The way the default environment works is somewhat confusing and, I think, unsatisfactory. Most users, except package developers well versed in development workflows, will always use packages by installing them in the default environment. That causes progressive bloat of the environment and dependency issues, as we know.
Thus one idea that came into mind these days is the possibility of a “draft”, or “scratch”, environment. This environment would be temporary, but with the following properties:
-
using Package
would mean a slightly different thing: if the package is available locally for being installed at any other environment, this would trigger its installation in the “draft” environment with the most recent version available (without fetching any info from the web!).
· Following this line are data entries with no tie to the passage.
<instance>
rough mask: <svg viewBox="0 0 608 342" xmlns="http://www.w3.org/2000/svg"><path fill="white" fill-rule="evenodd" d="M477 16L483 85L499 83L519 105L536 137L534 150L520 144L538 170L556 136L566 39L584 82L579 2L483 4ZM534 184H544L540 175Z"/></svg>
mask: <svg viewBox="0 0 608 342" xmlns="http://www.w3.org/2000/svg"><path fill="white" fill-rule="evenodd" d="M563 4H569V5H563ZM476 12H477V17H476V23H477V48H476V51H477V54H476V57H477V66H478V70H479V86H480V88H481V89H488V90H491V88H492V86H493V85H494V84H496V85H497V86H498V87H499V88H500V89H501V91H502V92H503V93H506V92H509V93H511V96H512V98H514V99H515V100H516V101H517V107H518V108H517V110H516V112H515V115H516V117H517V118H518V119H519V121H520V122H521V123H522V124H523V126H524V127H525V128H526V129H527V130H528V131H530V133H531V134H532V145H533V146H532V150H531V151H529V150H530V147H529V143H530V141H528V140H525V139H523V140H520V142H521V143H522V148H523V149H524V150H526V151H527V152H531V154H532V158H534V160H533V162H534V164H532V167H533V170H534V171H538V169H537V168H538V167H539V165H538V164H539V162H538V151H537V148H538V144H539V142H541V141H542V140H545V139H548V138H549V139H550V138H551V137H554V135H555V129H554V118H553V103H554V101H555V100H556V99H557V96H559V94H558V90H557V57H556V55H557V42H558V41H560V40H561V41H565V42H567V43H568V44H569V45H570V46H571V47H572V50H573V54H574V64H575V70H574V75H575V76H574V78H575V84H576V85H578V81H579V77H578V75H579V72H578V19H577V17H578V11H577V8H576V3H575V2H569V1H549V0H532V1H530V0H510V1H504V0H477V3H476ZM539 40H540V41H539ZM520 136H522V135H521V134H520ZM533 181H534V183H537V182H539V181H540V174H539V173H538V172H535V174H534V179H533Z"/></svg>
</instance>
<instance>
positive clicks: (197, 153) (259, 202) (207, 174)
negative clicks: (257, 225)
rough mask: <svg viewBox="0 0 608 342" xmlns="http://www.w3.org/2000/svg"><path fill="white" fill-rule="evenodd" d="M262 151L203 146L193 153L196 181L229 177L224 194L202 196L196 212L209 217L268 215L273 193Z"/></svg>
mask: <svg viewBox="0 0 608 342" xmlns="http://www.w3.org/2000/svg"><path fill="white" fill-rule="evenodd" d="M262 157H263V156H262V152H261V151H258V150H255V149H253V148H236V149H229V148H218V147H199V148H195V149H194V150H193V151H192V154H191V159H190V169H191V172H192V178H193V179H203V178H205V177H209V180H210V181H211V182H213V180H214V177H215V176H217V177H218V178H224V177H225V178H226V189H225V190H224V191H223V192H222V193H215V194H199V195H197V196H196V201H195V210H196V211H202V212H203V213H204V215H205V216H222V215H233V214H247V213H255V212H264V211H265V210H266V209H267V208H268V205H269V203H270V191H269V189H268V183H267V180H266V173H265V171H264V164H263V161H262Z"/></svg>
Ideally, the return fromusing
would provide that information:
julia> using StaticArrays
StaticArrays installed from local install at version v1.3.5
(is there any reason for this to be much slower than using
the package in an environment where it is already installed?)
-
If the package is not available, just do what is done now (ask if one wants to install it).
-
At any moment one could “save” the draft environment, giving it a name, and from then on it would behave as any other specific environment we currently create.
-
If the environment is not saved, that does not imply anything for other environments, except that if some new package was installed it may be available through the quick install route in a new different draft environment.
The reason for this would be:
By starting Julia in a draft environment, a user can use and add packages without bloating the “default global environment”. The experience would be similar to just adding stuff to the current default environment, but without some of the downsides.
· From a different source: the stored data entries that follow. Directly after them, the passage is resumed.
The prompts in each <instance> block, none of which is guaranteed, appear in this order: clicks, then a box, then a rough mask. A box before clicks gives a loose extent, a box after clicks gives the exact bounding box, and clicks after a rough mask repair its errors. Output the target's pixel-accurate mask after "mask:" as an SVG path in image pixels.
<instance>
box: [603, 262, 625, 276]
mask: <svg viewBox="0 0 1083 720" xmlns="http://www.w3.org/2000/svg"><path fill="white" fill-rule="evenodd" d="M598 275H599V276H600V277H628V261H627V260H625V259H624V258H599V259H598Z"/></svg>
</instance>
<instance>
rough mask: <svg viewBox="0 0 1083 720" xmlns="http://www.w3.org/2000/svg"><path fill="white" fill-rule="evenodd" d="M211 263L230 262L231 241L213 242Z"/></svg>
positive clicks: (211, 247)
Someone could worry about the fact that packages can get outdated, but it is more common and natural for people to update things when required or when things seem to go wrong (with the expected download, compilation, and install cost).
Something like that could isolate the default global environment, in particular, and that is what I was thinking, Julia started by default in a new draft environment. With that, the natural workflow of just opening julia, using or installing the packages one wants to use and doing the job, would be non-intrusive for the general experience in the long term.
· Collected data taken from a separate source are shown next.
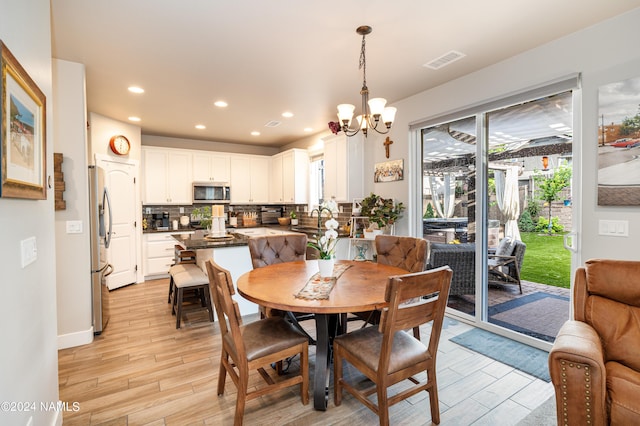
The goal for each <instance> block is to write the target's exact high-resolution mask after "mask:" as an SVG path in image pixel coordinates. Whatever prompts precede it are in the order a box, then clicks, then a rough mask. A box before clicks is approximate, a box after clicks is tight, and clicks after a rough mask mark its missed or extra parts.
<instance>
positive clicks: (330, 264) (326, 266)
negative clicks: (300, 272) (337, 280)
mask: <svg viewBox="0 0 640 426" xmlns="http://www.w3.org/2000/svg"><path fill="white" fill-rule="evenodd" d="M335 262H336V260H335V259H318V270H319V271H320V276H321V277H322V278H329V277H332V276H333V265H334V264H335Z"/></svg>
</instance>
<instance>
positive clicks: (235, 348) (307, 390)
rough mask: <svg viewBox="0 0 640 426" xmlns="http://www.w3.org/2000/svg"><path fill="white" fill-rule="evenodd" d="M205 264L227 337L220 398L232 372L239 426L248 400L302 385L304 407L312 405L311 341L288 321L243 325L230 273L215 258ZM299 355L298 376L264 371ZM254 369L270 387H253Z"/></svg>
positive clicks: (214, 297) (303, 403)
mask: <svg viewBox="0 0 640 426" xmlns="http://www.w3.org/2000/svg"><path fill="white" fill-rule="evenodd" d="M206 265H207V272H208V275H209V286H210V290H211V295H212V296H213V300H214V304H215V309H216V313H217V315H218V321H219V322H218V324H219V325H220V335H221V338H222V353H221V355H220V372H219V375H218V395H222V394H223V393H224V386H225V380H226V376H227V374H228V375H229V377H231V379H232V380H233V383H234V384H235V386H236V388H237V390H238V396H237V400H236V411H235V417H234V425H236V426H237V425H242V420H243V417H244V407H245V403H246V401H249V400H251V399H254V398H258V397H260V396H262V395H265V394H267V393H271V392H275V391H278V390H280V389H284V388H287V387H289V386H294V385H297V384H299V385H300V397H301V399H302V403H303V404H304V405H306V404H308V403H309V352H308V350H309V341H308V339H307V337H306V336H305V335H304V334H302V333H301V332H299V331H298V330H296V329H295V327H294V326H293V325H292V324H291V323H289V322H288V321H286V320H285V319H284V318H283V317H271V318H264V319H261V320H258V321H254V322H251V323H248V324H243V323H242V317H241V316H240V309H239V308H238V304H237V302H235V301H234V300H233V299H232V297H231V296H232V295H233V294H234V293H235V291H234V286H233V281H232V278H231V273H230V272H229V271H228V270H226V269H224V268H222V267H220V266H219V265H217V264H216V263H215V262H214V261H213V260H212V259H210V260H208V261H207V262H206ZM295 355H300V371H299V374H296V375H294V376H290V377H288V378H286V379H285V378H281V377H280V378H276V379H275V380H274V378H273V377H272V376H271V375H269V373H267V371H266V369H265V368H264V367H265V366H269V365H270V364H273V363H276V362H281V361H282V360H284V359H287V358H290V357H293V356H295ZM252 370H257V371H258V373H259V374H260V376H261V377H262V378H263V379H264V381H265V382H266V383H267V385H266V386H263V387H257V386H255V385H254V384H252V385H251V387H249V374H250V372H251V371H252Z"/></svg>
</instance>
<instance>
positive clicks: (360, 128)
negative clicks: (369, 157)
mask: <svg viewBox="0 0 640 426" xmlns="http://www.w3.org/2000/svg"><path fill="white" fill-rule="evenodd" d="M371 31H372V28H371V27H370V26H368V25H363V26H360V27H358V28H357V29H356V32H357V33H358V34H360V35H361V36H362V46H361V48H360V66H359V69H362V89H361V90H360V95H361V96H362V114H361V115H358V116H357V117H356V121H357V122H358V126H357V127H356V128H351V121H352V119H353V112H354V110H355V109H356V107H355V106H354V105H351V104H340V105H338V120H339V123H338V125H339V127H340V130H342V131H343V132H344V133H345V134H346V135H347V136H349V137H350V136H354V135H356V134H357V133H358V132H359V131H360V130H362V133H363V134H364V136H365V137H367V133H368V131H369V129H372V130H375V131H376V132H378V133H380V134H385V133H388V132H389V129H391V124H393V119H394V118H395V116H396V108H394V107H386V108H385V105H386V104H387V100H386V99H384V98H372V99H369V88H368V87H367V58H366V56H365V45H366V42H365V37H366V35H367V34H371ZM380 121H382V122H383V123H384V125H385V128H382V126H380V129H378V124H380ZM331 124H332V123H329V126H330V127H331Z"/></svg>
All the rest, meaning, all other environments, could continue to be exactly as they are, including the default environment, with the sole exception that one would need to explicitly switch to it if one wanted to add a package to it for some reason. Using environments would be then a nice developer feature instead of an imposition that comes to the table sooner or later for every user.
As usual, I guess that are many good technical reasons things like this not be simple, and good reasons for not be desirable at all. But who knows, maybe it is an idea worth exploring.